Team:MIT/Model

SpliceMIT – Splice Modelling Intronic Technology

SpliceMIT is a tool to generate antisense oligonucleotides (ASO) for a given DNA/RNA sequence, and then analyze and output the most effective ASOs. This tool could be used for a variety of scenarios. For our test samples, SpliceMIT was used to generate and analyze the gRNA sequences (complementary to the region on the intron) in the CRISPR – dCas13a system to control alternative splicing by targeting mRNA sequences.

We used this program to generate some of our gRNA sequences.

This page briefly discusses the important concepts associated with our model. For more information, see our SpliceMIT Documentation


Check out the program on Github!


Overview

SpliceMIT is a tool to generate antisense oligonucleotides (ASO) for a given DNA/RNA sequence, and then analyze and output the most effective ASOs. This tool could be used for a variety of scenarios. For our test samples, SpliceMIT was used to generate and analyze the gRNA sequences (complementary to the region on the intron) in the CRISPR – dCas13a system to control alternative splicing by targeting mRNA sequences.

Mechanism

To compute and obtain the most effective antisense oligonucleotides, we considered four factors:

  • 1. GC content of the ASO
  • 2. Off-target binding
  • 3. RNA-binding proteins competition on the ASO binding site
  • 4. Secondary structure of the ASO

The general process is:

  • 1. Add additional features if needed (e.g. Add pre-gRNA secondary structure analysis part if the goal is to find gRNAs instead of ASOs)
  • 2. Ask user inputs, including DNA/RNA sequence, preferred ASO length, etc.
  • 3. Run the calculations that require online platform first.
  • 4. Store all data locally.
  • 5. Analyze all local data.
  • 6. Output highest ranked ASOs.

Anywhere in this process, the user could choose his or her preferred scoring or rank mechanism, or ideally all of them and compare to each other. (For our sample test trials, we have done data analysis comparing all three rank/scoring mechanisms. You could use the same file to analyze the results based on your own test samples.)

GC content:

Measure the amount of Guanine and Cytosine bases on the ASO, then calculate the proportion of GC bases. Based on previous research results, the effective GC content is between 35% and 70%[1] [2] [3]. Then the GC content value would be either calculated into an arbitrary score or used to apply cutoffs.

Off Target Binding:

Search for potential off-target binding with human cDNA.

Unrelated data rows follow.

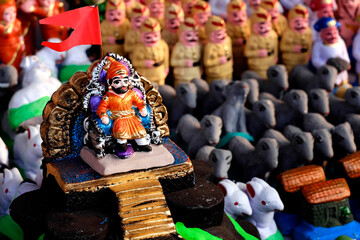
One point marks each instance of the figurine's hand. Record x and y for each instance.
(149, 63)
(188, 63)
(223, 60)
(262, 53)
(297, 48)
(111, 40)
(105, 120)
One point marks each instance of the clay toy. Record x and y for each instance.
(114, 27)
(178, 101)
(296, 40)
(139, 13)
(264, 201)
(278, 21)
(236, 201)
(294, 152)
(217, 51)
(232, 110)
(151, 56)
(220, 160)
(238, 29)
(276, 82)
(157, 10)
(4, 153)
(27, 151)
(174, 15)
(51, 57)
(250, 161)
(186, 54)
(261, 48)
(200, 12)
(340, 107)
(12, 41)
(289, 110)
(302, 78)
(198, 134)
(319, 101)
(330, 45)
(260, 118)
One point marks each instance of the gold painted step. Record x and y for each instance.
(142, 208)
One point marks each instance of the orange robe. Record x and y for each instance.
(126, 124)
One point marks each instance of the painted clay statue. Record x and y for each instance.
(151, 56)
(11, 38)
(296, 41)
(139, 13)
(201, 11)
(157, 10)
(186, 54)
(331, 45)
(238, 29)
(114, 27)
(347, 14)
(119, 100)
(174, 15)
(218, 51)
(278, 21)
(261, 47)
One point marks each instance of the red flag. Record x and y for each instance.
(86, 24)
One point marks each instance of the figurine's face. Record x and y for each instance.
(115, 16)
(201, 18)
(150, 38)
(173, 24)
(299, 24)
(9, 15)
(189, 38)
(262, 28)
(238, 17)
(157, 9)
(255, 4)
(325, 12)
(120, 84)
(218, 36)
(137, 21)
(329, 35)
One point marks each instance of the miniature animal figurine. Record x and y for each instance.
(295, 152)
(340, 107)
(178, 101)
(4, 153)
(174, 15)
(260, 118)
(12, 41)
(319, 101)
(27, 151)
(290, 110)
(151, 56)
(114, 27)
(236, 201)
(261, 49)
(264, 201)
(220, 159)
(238, 29)
(232, 110)
(330, 45)
(10, 180)
(51, 57)
(198, 134)
(252, 161)
(186, 54)
(296, 41)
(217, 51)
(302, 78)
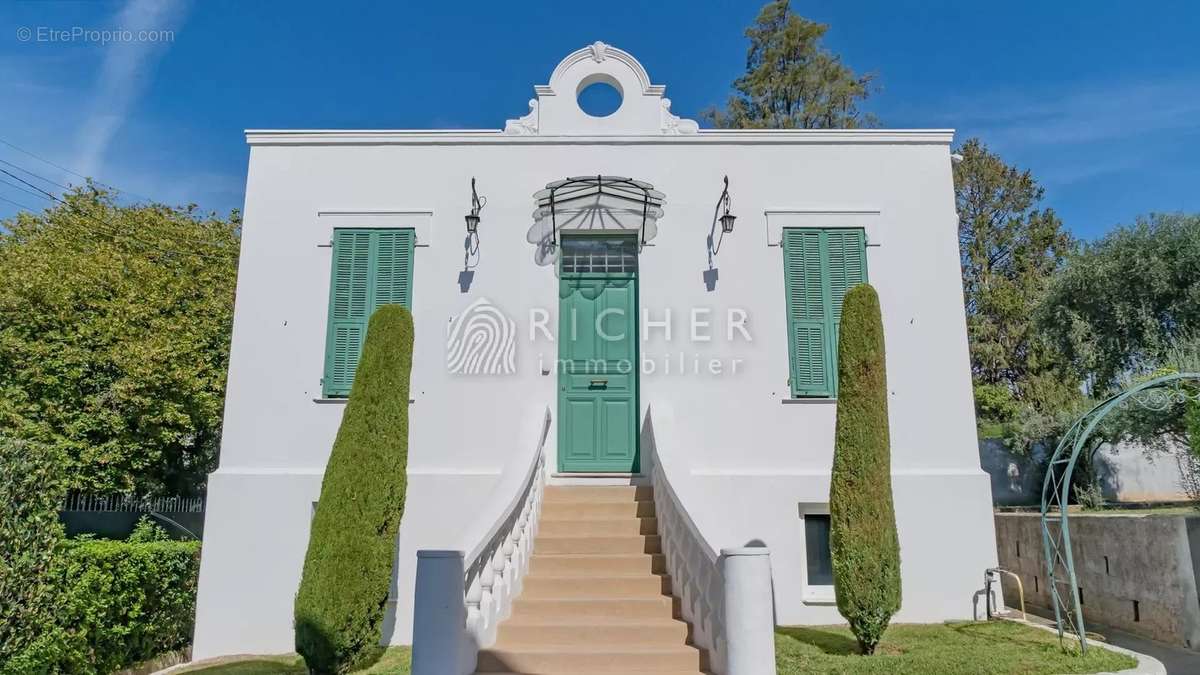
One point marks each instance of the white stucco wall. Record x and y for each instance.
(754, 452)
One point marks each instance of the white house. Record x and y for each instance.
(600, 327)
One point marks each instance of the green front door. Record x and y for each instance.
(598, 354)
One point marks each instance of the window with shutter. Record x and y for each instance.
(371, 268)
(819, 267)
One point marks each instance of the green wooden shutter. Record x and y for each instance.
(391, 272)
(846, 267)
(807, 314)
(371, 268)
(819, 267)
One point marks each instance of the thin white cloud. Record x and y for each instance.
(124, 75)
(1115, 111)
(1077, 132)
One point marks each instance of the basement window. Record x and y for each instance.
(817, 579)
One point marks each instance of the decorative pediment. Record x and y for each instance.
(642, 111)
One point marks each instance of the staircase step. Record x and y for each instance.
(594, 526)
(574, 659)
(616, 545)
(582, 511)
(583, 609)
(595, 632)
(574, 587)
(592, 565)
(598, 494)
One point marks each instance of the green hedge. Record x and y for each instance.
(863, 538)
(31, 489)
(117, 603)
(347, 571)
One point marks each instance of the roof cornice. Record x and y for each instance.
(706, 136)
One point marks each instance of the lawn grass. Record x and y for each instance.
(393, 661)
(996, 647)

RNA-binding proteins competition:

RNA-binding protein (RBP) competes with other types of proteins to bind at a region. The level of competition could affect the binding effectiveness of a certain ASO.

ASO Secondary Structure:

Here we calculate the probability of obtaining a secondary structure for each generated ASO. SpliceMIT calculates the probabilities of a base binding to another on Nupack web interface.

Ranking Methods

Arbitrary Score

An Arbitrary score is calculated respectively in each factor, and then the sum of those arbitrary score is used to rank the effectiveness and efficiency of the ASOs. This score is is based on the following factors:

  • GC content of the ASO
  • Off-target binding
  • RNA-binding proteins competition on the ASO binding site
  • Secondary structure of the ASO

Cutoff

The cut-off method preserves the basic scoring methods in the four sub-models.However, the weight and multiplication actors are removed. Instead, the model tests 10 sets of cut-off thresholds on 16 (currently completed) intron sequences.

Rank-Product

The Rank-Product method also preserves the basic scoring methods in the four sub-models except the removal of the weight and multiplication factors. The method derives from a biologically motivated test for the detection of differentially expressed genes in replicated microarray experiments23. It is a simple non-parametric statistical method based on ranks of fold changes.

Comparison of the Three Rank Methods

The three rank methods were also analyzed. For the cut-off method, the analysis used the 10th set of thresholds as shown in Table 2. For the arbitrary score and the rank product methods, only the top 20 ranked ASOs remained in the list. Then the program found the identical ASO sequences between two lists of outputs.